High blood pressure affects 73 million Americans. As of 2008, the estimated direct and indirect cost of high blood pressure was $69.4 billion, according to the American Heart Association. In an attempt to combat these high costs, the use of home blood pressure monitoring is recommended by several national and international guidelines for the management of hypertension, including The American Heart Association and The American Society of Hypertension.

In one study’s analysis of 904 patients using real-time readings from a remote hypertension management program for six months, the average reduction of systolic blood pressure was 9 mmHg. Controlled blood pressure has been associated with a 35-40 percent mean reduction in stroke incidence and more than 50 percent reduction in heart failure. A 12mmHg drop in average systolic blood pressure will save one life in every 11 treated patients over ten years. This means that in the 904 patient population, almost 40 lives would be saved.

Regarding congestive heart failure (CHF), there are approximately 5.3 million people suffering from CHF in the United States. Among those who are hospitalized for CHF, 47 percent are likely to be readmitted 4-6 months after discharge.

A recent study of 417 CHF patients using a remote health monitoring system proved that this was an effective method to reduce congestive heart failure hospital admissions by 57 percent, demonstrating that these systems can significantly reduce healthcare costs.

For people managing critical conditions such as congestive heart failure, hypertension, diabetes, asthma or obesity, remote health management can provide relevant, real-time, reliable and actionable data. This can allow individuals to become more engaged and active participants in their own health. It also makes proactive prevention more realistic than ever, as it is instrumental in gauging health issues before critical conditions manifest themselves into acute events.

Patients with a critical illness need to be able to easily follow their care plans and make necessary lifestyle or medication modifications. This can minimize the chance that they will develop additional complications that could further jeopardize their health, thus requiring expensive treatment.

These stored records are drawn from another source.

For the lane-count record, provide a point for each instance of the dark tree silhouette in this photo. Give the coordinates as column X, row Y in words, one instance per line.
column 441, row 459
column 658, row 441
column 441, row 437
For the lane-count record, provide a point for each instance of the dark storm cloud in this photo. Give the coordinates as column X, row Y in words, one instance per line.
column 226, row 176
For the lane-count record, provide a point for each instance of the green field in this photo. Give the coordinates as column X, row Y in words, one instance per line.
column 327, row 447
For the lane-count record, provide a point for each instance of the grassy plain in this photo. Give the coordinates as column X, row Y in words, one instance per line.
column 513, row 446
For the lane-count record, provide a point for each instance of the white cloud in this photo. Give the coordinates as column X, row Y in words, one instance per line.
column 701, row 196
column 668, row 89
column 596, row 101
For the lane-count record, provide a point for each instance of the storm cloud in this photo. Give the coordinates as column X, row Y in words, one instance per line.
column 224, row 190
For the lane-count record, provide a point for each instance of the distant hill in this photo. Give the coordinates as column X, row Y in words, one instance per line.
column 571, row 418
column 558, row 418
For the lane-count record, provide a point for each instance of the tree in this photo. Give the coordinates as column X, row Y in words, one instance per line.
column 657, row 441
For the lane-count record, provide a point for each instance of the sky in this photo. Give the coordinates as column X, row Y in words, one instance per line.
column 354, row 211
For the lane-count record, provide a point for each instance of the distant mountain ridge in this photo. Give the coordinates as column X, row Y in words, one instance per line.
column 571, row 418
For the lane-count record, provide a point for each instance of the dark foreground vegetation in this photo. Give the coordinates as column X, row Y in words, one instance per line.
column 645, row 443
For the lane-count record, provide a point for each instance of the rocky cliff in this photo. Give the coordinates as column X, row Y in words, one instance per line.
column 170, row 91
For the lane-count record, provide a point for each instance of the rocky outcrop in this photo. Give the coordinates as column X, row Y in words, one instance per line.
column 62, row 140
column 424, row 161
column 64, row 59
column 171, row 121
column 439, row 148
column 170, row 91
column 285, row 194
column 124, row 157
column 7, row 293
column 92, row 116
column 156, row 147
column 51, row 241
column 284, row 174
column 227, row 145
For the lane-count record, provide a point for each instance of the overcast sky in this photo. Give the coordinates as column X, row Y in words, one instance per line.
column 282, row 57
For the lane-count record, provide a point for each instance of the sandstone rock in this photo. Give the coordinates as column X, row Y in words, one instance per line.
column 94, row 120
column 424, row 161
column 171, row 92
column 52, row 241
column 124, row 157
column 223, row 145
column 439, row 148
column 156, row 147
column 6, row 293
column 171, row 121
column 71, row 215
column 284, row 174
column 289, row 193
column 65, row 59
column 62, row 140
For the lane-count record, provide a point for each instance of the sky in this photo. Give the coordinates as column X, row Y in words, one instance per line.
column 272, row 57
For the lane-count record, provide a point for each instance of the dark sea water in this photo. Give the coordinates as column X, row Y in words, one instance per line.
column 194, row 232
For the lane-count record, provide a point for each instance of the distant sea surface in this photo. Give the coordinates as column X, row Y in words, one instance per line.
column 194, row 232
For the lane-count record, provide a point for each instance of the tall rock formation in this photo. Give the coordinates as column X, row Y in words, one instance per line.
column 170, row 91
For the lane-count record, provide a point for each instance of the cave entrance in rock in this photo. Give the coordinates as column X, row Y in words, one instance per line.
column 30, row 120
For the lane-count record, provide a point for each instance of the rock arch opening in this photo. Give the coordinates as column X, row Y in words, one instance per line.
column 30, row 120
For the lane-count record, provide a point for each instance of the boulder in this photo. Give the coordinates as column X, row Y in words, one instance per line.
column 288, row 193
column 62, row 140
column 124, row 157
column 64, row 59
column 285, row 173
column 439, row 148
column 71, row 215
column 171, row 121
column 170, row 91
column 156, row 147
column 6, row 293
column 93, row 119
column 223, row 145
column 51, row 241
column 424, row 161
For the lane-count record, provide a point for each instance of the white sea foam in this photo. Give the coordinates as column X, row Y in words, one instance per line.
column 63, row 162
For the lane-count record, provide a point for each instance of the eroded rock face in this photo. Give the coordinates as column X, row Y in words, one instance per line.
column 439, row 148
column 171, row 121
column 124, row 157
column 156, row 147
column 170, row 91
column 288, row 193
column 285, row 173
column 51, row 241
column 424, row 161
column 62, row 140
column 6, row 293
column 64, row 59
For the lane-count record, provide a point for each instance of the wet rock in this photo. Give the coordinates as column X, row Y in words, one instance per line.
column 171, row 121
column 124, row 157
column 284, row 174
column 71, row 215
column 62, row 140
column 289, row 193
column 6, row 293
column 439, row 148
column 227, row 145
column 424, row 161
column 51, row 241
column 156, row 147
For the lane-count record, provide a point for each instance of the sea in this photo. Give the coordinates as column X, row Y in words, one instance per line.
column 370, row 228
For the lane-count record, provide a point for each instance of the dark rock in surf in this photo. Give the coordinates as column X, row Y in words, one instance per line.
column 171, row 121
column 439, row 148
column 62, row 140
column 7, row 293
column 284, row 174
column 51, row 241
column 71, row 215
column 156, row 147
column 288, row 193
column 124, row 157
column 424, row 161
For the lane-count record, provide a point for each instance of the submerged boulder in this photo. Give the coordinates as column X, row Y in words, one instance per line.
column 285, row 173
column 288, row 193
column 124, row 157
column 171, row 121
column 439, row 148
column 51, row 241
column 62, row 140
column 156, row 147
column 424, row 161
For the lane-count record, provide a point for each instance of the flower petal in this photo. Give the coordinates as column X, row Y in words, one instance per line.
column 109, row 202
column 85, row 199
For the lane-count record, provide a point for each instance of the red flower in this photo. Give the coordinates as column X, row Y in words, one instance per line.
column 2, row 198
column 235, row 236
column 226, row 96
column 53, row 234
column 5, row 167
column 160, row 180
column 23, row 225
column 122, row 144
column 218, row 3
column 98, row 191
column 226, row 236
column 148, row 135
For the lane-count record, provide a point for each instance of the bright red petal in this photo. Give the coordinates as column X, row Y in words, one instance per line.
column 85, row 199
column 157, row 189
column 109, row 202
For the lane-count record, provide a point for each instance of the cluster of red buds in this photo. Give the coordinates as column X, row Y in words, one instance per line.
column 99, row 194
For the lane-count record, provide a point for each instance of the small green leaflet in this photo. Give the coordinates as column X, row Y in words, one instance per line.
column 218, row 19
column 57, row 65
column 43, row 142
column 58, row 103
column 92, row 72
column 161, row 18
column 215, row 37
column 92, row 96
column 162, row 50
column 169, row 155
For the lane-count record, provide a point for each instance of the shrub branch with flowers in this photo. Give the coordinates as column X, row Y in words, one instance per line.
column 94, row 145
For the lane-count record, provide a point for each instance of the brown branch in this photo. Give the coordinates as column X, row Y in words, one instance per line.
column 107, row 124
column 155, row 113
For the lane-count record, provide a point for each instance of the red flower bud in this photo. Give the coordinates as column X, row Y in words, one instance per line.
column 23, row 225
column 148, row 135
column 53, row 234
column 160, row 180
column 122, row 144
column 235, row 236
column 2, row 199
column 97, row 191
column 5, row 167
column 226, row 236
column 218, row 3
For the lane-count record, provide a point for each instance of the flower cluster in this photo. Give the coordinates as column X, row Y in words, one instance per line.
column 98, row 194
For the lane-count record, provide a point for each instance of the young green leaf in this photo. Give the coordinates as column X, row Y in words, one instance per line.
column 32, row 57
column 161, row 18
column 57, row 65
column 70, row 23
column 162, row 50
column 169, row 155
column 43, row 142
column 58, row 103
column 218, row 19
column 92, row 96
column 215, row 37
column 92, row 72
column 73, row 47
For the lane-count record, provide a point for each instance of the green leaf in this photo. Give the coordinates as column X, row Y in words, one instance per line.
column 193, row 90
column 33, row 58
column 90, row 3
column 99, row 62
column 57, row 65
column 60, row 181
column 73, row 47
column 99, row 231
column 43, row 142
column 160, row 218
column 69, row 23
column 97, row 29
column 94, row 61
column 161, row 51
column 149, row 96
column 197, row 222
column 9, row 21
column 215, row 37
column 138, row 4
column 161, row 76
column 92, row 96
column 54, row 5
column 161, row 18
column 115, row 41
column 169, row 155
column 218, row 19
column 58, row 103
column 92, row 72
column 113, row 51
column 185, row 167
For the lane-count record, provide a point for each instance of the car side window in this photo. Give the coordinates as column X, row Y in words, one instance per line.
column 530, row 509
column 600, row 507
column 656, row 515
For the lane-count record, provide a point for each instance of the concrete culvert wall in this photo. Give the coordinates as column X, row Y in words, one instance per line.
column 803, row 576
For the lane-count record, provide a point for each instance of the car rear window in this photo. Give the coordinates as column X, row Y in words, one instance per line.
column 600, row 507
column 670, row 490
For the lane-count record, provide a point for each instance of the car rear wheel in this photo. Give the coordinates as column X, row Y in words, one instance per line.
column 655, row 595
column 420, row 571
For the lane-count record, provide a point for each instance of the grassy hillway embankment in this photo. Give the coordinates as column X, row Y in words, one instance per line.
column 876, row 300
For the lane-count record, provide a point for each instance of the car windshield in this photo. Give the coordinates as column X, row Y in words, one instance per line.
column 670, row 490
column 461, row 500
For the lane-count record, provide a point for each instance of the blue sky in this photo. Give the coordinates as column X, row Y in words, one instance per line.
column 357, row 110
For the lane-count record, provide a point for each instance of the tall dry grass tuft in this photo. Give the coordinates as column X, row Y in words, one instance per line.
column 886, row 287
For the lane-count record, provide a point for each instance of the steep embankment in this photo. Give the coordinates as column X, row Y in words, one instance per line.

Many remote health management systems not only offer solutions for patients, but for their caregivers as well. Oftentimes caregivers look to technology for assistance in tracking a person’s status or progress, and now computers, smart phones and tablets can enable health care providers to monitor patients in their homes and let adult children and other family members keep an eye on aging parents. When a patient steps on the scale in the morning or checks their blood glucose level before a meal, for example, a designated caretaking team can be notified, even if they are hundreds or thousands of miles away.

The compact, affordable and easy-to-use devices monitor data and can automatically and wirelessly transmit this information to the individual’s healthcare team without the need for cumbersome wires or manual data entry.

When assessing remote health monitoring systems conducive to travel, it’s essential that they be compatible with various modes of communication such as cell phones, telephone lines and the Internet.

Health care is increasingly top of mind for Americans, as well as those around the world, from physicians and hospitals, to patients and caregivers. If patients with chronic conditions are able to manage them at home or remotely, healthcare costs would likely decrease, people would have better understanding of their own health and their caretaker will be able to have more peace of mind.

IDEAL LIFE President Jason Goldberg oversees overall product development, management and corporate direction. Under his guidance, IDEAL LIFE has grown into a leading global health technology company with the largest implementation of remote health management solutions. IDEAL LIFE is uniquely attuned to the practical needs of today’s healthcare consumers.